(ORDO NEWS) — Scientists have discovered an enzyme that helps methanotrophic bacteria turn methane into methanol, which can then be used in fuel cells.
Methane is considered one of the strongest greenhouse gases, but these bacteria are able to cope with it. Now scientists have found the key to this process.
Methanotrophic bacteria consume 30 million tons of methane per year and have captivated researchers with their natural ability to convert this greenhouse gas into useful compounds.
However, we knew very little about how this complex reaction occurs, which means we could not use this information to create new methods for detecting greenhouse compounds from the atmosphere.
By studying an enzyme that bacteria use to catalyze the reaction, a team at Northwestern University has uncovered key structures that may drive the process. The authors of the work believe that the results obtained can lead to the development of artificial biological catalysts that convert methane to methanol.
How do bacteria convert greenhouse gas into methanol?
An enzyme called dispersed methane oxygenase (pMMO) is a particularly difficult protein to study because it is embedded in the bacterial cell membrane.

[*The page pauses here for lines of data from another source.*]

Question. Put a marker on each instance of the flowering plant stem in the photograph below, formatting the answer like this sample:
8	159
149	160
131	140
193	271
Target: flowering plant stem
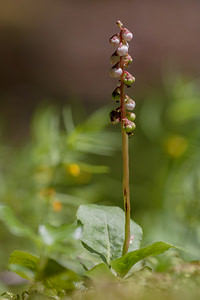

Typically, when researchers study these methanotrophic bacteria, they use a process in which proteins are “washed out” of cell membranes using a washing solution. While this procedure effectively isolates the enzyme, it also kills all enzyme activity and limits the amount of information researchers can gather.
In this study, the team used an entirely new technique. The authors placed the enzyme back into a membrane resembling its native environment. They used bacterial lipids to form a membrane inside a protective particle called a nanodisc and then inserted an enzyme into that membrane.
The researchers used cryoelectron microscopy, a technique that allows a good examination of membrane proteins. This enabled them to visualize, for the first time, the atomic structure of an active enzyme at high resolution.
The researchers were able to recreate all the conformations in a computer program and see how they change during catalysis. As a result, scientists now have a greenhouse gas-to-fuel tool that can be improved and put into practice to combat global warming.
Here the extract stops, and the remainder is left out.